Tomar la temperatura de una persona es tarea fácil: se coloca un termómetro bajo la lengua y se espera a que alcance un valor alrededor de los 37°C. Esta única medida integra el calor generado por los aproximadamente 30 billones de células del cuerpo humano. La difusión del calor establece la temperatura corporal, a la que los diferentes tipos de células contribuyen en distinta medida.
Para conocer de verdad cómo se regula la temperatura corporal en los seres vivos hay que fijarse en cada célula. Pero a pesar de que en la última década se ha mejorado tremendamente la capacidad para observar de cerca las interacciones moleculares, los científicos han tenido que afanarse en desarrollar instrumentos que midan con exactitud las propiedades térmicas de una célula desde el interior.
Un nuevo estudio acaba de subsanar esta importante deficiencia. Por primera vez se ha medido dentro de las células humanas la conductividad térmica, esto es, la velocidad a la que transfieren el calor. En un artículo recién publicado en Science Advances, se utilizaron sensores diamantinos diminutos que liberan calor a la vez que lo miden para demostrar que se disipa en las células mucho más lentamente de lo esperado. Para Madoka Suzuki, biofísica de la Universidad de Osaka en Japón y coautora del artículo, «fue muy sorprendente para nosotros y para otros de nuestro campo». Dado que el líquido intracelular es mayoritariamente agua, siempre se había dado por hecho que transmitía el calor como el agua, pero resulta que lo hace unas cinco veces más lento, como si se estuviera disipando en aceite. Suzuki comenta que, hasta ahora, «nadie conocía esta propiedad básica de las células vivas sin cuya valoración no podíamos modelizar los cambios de la temperatura celular».
Según el físico de la Universidad Harvard Mikhail Lukin, que ha desarrollado sensores para explorar la temperatura intracelular pero que no trabajó en este proyecto, «son unos resultados fascinantes que hay que conocer mejor. Si se confirman, sería bastante trascendente».
Estos hallazgos ayudarían a resolver un gran misterio sobre la temperatura celular que ha desconcertado a los biólogos: la existencia de picos térmicos hiperlocalizados. Se han descrito diferencias transitorias de algunos grados Celsius de un punto a otro dentro de una célula, un espacio cuyo diámetro oscila entre 5 y 120 micrómetros en los humanos (entre el tamaño de las heces de un ácaro del polvo y el del propio ácaro). Un estudio de 2018 incluso defendió que las mitocondrias, bombas energéticas intracelulares con forma de comprimido, funcionan a unos achicharrantes 50°C.

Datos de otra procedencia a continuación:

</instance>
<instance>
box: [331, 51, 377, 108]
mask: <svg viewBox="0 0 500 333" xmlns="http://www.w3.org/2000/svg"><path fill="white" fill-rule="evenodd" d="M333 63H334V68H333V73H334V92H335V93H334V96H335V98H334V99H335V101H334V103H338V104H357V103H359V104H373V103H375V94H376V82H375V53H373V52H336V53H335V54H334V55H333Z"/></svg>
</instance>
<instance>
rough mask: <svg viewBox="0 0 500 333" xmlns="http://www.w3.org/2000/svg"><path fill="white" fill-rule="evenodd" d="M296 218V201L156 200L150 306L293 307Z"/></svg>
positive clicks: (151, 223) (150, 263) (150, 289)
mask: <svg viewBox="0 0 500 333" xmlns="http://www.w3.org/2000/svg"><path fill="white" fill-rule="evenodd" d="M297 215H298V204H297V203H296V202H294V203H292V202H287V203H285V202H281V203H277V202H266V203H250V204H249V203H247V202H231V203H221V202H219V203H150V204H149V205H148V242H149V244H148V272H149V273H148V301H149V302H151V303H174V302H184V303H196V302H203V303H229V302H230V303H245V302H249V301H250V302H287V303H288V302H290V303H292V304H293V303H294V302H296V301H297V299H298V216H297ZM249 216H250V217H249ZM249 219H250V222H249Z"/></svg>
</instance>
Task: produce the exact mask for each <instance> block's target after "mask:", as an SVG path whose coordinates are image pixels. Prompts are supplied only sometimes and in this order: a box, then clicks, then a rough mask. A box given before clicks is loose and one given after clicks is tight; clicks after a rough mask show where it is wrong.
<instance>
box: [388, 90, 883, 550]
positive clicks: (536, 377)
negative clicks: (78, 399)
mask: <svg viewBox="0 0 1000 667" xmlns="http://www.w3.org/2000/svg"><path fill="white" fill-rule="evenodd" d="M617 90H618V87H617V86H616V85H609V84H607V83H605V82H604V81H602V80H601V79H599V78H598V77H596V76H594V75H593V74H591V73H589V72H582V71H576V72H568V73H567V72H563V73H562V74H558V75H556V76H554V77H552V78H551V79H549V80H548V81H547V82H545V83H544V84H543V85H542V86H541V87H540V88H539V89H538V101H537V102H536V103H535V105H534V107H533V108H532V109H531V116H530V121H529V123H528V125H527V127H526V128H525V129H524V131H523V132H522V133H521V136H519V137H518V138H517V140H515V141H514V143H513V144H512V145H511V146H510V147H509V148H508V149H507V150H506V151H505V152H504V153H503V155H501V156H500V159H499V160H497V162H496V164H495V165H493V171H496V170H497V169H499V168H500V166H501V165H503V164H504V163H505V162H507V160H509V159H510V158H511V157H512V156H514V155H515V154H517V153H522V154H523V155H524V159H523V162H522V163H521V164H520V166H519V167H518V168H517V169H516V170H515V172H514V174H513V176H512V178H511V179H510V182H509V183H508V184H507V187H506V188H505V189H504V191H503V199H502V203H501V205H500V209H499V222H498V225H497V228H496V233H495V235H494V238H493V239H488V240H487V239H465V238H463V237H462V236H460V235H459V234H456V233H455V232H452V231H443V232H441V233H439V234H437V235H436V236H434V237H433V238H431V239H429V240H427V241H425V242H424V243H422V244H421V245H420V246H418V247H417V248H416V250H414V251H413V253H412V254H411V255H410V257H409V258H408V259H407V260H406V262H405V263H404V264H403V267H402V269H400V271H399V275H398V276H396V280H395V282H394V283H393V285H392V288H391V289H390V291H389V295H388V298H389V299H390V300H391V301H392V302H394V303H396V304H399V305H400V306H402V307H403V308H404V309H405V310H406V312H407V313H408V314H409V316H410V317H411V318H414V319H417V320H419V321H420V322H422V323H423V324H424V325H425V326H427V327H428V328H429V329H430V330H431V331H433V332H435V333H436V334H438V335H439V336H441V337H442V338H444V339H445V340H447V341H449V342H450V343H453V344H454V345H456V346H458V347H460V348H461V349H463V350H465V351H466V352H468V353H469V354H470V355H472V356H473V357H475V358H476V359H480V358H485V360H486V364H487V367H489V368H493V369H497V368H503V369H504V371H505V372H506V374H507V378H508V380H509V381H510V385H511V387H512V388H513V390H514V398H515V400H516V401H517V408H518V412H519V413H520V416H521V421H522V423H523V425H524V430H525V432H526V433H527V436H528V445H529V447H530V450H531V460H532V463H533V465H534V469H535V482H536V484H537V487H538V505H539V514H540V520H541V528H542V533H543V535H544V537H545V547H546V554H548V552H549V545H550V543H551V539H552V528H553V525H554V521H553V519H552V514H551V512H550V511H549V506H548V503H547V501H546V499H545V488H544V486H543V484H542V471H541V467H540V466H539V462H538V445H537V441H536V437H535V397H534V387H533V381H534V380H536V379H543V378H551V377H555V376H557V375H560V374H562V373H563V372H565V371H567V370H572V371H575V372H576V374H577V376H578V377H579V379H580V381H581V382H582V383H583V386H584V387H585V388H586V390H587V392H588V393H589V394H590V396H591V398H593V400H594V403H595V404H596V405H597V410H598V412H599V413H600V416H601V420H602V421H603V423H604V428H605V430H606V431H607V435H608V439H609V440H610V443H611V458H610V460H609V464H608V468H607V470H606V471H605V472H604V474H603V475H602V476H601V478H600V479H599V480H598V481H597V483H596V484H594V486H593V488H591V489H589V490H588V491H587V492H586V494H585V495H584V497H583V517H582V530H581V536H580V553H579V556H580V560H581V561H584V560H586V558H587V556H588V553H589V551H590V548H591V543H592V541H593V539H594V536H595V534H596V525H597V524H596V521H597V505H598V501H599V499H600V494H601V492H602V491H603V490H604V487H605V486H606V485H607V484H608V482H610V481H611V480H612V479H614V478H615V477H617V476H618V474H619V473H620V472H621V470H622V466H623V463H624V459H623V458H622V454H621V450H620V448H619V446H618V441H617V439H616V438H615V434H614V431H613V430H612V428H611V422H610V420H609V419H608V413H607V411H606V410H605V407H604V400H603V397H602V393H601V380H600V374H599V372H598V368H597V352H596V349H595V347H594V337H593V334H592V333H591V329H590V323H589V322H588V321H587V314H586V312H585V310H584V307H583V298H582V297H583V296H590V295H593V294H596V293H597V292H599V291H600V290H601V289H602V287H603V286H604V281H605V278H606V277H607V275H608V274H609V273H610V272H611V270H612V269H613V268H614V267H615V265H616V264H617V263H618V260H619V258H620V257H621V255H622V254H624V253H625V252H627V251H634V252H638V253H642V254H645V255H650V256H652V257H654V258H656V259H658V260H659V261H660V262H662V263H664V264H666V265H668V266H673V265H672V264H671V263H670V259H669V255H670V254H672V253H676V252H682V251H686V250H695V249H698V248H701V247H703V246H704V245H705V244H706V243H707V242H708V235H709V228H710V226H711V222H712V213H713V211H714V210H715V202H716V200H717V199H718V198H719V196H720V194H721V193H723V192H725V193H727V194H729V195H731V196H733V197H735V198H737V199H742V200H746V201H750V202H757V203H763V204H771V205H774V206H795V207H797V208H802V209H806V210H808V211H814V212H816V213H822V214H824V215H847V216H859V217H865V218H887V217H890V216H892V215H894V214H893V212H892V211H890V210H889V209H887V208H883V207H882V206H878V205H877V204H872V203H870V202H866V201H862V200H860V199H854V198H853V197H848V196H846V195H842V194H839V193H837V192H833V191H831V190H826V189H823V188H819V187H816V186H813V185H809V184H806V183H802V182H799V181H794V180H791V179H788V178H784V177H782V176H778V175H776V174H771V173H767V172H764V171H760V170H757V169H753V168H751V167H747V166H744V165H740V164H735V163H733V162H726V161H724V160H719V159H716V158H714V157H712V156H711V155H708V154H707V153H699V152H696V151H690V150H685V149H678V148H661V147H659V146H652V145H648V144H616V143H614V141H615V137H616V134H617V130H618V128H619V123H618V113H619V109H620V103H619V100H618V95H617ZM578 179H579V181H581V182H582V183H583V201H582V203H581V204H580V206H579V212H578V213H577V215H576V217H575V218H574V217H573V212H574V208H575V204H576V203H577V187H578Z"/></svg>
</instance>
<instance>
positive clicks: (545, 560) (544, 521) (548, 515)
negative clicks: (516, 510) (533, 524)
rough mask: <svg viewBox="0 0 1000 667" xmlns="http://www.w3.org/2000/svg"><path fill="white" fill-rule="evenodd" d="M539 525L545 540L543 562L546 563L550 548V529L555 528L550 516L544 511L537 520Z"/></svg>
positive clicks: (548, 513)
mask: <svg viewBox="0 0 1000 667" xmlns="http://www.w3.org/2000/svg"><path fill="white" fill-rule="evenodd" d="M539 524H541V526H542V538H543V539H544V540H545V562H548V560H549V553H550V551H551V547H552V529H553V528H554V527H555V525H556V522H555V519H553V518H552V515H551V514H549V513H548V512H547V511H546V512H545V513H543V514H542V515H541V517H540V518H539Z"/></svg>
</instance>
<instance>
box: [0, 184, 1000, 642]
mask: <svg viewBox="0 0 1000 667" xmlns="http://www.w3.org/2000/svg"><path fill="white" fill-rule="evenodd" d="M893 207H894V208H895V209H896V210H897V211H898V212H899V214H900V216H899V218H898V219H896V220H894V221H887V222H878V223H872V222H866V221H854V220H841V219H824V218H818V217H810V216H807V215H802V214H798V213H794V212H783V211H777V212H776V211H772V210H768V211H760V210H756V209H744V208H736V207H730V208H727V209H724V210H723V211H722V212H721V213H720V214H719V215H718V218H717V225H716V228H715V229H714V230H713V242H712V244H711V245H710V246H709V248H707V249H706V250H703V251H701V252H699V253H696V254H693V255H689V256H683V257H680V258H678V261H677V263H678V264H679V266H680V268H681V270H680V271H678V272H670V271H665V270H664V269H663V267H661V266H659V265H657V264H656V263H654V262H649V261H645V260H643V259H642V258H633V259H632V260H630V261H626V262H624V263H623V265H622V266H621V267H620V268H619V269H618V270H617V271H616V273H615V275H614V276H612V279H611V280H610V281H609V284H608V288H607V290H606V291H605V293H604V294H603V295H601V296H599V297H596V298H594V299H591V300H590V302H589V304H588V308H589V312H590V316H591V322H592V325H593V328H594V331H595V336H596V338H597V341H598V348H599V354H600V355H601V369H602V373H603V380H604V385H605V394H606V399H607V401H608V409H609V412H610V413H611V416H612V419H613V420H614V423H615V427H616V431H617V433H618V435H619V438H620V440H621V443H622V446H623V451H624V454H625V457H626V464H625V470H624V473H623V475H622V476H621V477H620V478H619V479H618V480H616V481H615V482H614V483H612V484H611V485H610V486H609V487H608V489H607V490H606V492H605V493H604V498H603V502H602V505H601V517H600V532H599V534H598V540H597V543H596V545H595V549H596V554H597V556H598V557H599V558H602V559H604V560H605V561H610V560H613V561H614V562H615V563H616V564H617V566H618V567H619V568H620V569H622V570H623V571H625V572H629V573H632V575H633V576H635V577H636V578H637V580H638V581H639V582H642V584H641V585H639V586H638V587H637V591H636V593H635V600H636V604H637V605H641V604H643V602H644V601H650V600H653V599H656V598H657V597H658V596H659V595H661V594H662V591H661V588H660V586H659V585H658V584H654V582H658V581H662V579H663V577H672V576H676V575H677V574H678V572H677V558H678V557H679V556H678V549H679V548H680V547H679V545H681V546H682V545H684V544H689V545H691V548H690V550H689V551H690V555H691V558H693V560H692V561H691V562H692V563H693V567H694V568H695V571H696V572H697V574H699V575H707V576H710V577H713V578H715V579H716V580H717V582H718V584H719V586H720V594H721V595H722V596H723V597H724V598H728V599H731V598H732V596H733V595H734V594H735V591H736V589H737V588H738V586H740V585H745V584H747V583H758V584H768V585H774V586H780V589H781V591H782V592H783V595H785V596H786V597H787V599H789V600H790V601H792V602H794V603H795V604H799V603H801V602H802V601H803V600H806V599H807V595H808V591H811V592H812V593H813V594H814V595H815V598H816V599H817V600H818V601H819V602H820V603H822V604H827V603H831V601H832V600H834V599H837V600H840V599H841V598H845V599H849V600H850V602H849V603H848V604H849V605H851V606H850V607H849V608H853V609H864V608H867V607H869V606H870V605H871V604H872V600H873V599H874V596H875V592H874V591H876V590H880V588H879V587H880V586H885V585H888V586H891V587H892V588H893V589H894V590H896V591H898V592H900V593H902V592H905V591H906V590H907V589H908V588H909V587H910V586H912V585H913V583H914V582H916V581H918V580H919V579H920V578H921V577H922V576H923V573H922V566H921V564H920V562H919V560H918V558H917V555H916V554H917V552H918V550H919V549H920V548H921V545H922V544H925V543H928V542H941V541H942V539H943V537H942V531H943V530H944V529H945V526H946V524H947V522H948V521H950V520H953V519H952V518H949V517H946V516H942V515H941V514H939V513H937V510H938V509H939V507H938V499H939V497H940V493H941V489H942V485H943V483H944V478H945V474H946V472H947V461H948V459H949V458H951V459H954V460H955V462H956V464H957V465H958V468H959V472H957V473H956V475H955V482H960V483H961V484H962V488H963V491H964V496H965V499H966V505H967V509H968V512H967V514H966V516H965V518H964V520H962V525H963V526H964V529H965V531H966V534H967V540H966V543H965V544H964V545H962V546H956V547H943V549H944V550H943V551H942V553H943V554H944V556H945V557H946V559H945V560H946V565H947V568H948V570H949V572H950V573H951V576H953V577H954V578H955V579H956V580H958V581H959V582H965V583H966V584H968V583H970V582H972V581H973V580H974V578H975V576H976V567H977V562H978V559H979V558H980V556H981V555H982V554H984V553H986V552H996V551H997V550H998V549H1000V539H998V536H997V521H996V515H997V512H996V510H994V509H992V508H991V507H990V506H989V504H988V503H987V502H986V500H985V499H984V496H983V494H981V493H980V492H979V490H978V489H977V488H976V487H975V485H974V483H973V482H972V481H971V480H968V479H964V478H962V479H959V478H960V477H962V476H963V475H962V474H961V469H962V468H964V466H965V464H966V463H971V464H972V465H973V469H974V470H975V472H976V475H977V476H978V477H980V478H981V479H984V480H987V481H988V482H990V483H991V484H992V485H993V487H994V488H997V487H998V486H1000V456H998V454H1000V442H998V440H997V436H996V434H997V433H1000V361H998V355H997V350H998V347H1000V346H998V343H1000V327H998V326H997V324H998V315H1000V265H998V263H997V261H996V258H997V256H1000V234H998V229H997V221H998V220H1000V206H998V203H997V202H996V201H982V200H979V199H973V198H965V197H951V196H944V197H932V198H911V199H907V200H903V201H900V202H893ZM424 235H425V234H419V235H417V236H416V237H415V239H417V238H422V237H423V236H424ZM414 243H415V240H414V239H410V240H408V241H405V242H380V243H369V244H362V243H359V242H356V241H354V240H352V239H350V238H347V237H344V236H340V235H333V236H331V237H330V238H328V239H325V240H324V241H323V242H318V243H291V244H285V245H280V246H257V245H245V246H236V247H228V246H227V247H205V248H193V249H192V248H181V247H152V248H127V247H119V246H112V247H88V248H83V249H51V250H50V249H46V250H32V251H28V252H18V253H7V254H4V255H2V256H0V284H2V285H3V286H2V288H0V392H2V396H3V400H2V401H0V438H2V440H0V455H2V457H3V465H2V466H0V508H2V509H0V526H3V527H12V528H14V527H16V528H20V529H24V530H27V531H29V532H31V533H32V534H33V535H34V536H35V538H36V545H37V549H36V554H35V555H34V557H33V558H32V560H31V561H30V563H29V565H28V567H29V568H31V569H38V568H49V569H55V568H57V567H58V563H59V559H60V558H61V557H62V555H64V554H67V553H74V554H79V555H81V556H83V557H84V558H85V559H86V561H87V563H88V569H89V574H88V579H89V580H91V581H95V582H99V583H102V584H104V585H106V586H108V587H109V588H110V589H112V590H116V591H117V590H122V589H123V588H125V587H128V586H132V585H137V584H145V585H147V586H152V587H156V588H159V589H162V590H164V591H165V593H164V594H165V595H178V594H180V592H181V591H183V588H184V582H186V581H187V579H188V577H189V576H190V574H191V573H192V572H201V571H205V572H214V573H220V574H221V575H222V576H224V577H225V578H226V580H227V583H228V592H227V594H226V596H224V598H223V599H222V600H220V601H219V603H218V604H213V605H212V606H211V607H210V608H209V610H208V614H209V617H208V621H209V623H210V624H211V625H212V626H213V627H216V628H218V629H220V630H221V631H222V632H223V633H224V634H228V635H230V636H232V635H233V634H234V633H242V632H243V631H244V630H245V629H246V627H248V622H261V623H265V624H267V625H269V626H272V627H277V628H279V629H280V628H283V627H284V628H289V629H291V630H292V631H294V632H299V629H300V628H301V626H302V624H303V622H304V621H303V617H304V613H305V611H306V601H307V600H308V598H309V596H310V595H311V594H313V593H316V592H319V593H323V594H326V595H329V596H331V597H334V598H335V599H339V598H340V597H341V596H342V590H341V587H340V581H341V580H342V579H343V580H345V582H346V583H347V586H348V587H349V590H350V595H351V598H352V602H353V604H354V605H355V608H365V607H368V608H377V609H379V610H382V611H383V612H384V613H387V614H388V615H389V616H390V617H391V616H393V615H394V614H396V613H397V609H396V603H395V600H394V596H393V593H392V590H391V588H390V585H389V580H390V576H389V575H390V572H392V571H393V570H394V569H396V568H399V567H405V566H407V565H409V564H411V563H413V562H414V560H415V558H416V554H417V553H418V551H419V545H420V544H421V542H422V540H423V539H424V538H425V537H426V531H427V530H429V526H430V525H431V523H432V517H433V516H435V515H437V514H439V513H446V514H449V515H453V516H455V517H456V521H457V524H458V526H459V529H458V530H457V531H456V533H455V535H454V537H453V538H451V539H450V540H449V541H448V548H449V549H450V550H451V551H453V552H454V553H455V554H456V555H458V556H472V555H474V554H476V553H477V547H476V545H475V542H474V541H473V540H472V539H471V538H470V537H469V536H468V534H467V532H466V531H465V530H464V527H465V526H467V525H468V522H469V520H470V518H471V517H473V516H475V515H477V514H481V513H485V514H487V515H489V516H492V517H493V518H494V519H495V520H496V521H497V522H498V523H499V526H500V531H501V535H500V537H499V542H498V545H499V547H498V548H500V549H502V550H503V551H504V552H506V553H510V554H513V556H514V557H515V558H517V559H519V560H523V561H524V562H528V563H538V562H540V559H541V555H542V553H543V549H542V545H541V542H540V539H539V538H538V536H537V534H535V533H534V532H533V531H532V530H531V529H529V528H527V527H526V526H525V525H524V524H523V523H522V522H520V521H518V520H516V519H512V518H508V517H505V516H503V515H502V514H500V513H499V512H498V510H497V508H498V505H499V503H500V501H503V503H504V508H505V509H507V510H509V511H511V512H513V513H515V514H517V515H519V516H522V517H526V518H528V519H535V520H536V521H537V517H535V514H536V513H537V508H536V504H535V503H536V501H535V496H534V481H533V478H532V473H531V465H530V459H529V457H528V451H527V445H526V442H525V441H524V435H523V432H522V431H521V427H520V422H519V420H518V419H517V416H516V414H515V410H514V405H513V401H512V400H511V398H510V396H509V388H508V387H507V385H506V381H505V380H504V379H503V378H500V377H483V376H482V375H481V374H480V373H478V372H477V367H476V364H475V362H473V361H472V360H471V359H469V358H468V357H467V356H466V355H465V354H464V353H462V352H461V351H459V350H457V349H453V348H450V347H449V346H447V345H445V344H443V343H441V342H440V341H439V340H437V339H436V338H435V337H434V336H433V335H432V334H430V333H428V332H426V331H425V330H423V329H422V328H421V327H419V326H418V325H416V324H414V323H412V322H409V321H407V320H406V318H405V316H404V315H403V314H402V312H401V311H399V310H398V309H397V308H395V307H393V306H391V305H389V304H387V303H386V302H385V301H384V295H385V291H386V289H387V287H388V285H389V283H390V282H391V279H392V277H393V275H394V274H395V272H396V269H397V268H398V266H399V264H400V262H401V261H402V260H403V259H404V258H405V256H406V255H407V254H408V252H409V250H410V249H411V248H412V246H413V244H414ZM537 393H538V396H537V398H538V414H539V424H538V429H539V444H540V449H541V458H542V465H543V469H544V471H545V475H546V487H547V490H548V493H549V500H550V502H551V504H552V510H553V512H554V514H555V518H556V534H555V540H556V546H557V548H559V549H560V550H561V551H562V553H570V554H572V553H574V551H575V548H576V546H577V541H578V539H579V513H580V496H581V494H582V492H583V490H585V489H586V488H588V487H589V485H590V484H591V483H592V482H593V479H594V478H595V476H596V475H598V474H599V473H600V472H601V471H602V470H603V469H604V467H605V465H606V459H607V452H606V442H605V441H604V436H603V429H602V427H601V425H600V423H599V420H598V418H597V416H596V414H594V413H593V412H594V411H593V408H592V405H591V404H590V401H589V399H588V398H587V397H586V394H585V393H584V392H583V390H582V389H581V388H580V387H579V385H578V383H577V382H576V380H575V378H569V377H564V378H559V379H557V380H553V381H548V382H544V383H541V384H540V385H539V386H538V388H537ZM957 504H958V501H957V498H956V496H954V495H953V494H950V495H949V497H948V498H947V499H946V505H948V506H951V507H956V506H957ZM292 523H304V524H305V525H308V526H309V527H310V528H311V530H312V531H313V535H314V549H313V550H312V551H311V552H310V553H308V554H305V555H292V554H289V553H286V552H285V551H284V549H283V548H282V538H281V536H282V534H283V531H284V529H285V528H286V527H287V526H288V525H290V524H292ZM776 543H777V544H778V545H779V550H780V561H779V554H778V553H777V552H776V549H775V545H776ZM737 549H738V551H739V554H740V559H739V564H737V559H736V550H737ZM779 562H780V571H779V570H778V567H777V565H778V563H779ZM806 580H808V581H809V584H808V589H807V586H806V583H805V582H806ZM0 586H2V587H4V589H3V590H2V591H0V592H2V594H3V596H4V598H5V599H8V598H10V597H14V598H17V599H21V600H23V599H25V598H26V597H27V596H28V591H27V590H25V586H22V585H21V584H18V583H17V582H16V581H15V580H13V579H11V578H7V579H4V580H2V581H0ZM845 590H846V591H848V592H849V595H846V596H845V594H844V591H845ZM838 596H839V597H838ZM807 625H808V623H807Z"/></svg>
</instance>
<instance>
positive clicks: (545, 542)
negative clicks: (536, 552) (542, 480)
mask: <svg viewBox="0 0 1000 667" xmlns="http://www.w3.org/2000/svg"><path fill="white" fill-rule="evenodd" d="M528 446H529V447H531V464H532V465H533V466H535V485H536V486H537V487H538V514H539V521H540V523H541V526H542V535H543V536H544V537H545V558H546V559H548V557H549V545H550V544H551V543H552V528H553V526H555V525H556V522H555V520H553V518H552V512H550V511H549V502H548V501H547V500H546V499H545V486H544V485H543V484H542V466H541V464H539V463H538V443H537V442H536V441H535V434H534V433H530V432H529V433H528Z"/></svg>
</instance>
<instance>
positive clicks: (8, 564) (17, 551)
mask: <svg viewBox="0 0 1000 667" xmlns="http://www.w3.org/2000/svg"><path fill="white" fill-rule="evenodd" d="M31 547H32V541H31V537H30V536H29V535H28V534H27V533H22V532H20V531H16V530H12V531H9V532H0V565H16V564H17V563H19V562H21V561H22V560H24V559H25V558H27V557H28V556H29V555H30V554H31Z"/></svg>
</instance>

La idea de que las células puedan albergar gradientes de temperatura tan grandes es sorprendente porque, en un espacio tan minúsculo, un incremento térmico abrupto debería disiparse bastante rápido. Pero los resultados han sido contundentes, dice Luís Carlos, nanocientífico de la Universidad de Aveiro, que estudia la termometría intracelular pero que no participó en el nuevo estudio. «Creo que los resultados experimentales de los últimos cinco años apuntan sin duda a la existencia de fluctuaciones térmicas intracelulares.»
En el nuevo trabajo, Suzuki y su equipo se basaron en la novedosa técnica de Lukin para crear un sensor de fluorescencia con nanodiamantes sobre un polímero liberador de calor. Los cambios de temperatura locales expanden muy ligeramente las imperfecciones del nanodiamante, lo que altera su fluorescencia cuando un láser incide sobre él. Según Lukin, este método es mucho más estable que otros tipos de sondas porque los diamantes son muy inertes.
Suzuki afirma que la conductividad térmica identificada en el nuevo trabajo explicaría los pequeños picos de 1°C, aunque no la enorme oleada calorífica de las mitocondrias. También propone que quizá actúen como un sistema de señalización intracelular desconocido hasta ahora. Por ejemplo, un pulso de calor podría decir a las proteínas que se plieguen o se desplieguen, que realicen ciertas reacciones enzimáticas, o repercutir en los canales que regulan la concentración del calcio en los músculos.
Suzuki y Lukin coinciden en que todavía queda mucho por investigar para precisar la existencia real de estos gradientes y, si es así, cómo se generan. Para Lukin, «este sorprendente problema nos genera mucha confusión y tenemos que resolverlo. Lo más novedoso para mí es que contamos con esta nueva herramienta para responder dicha cuestión biológica».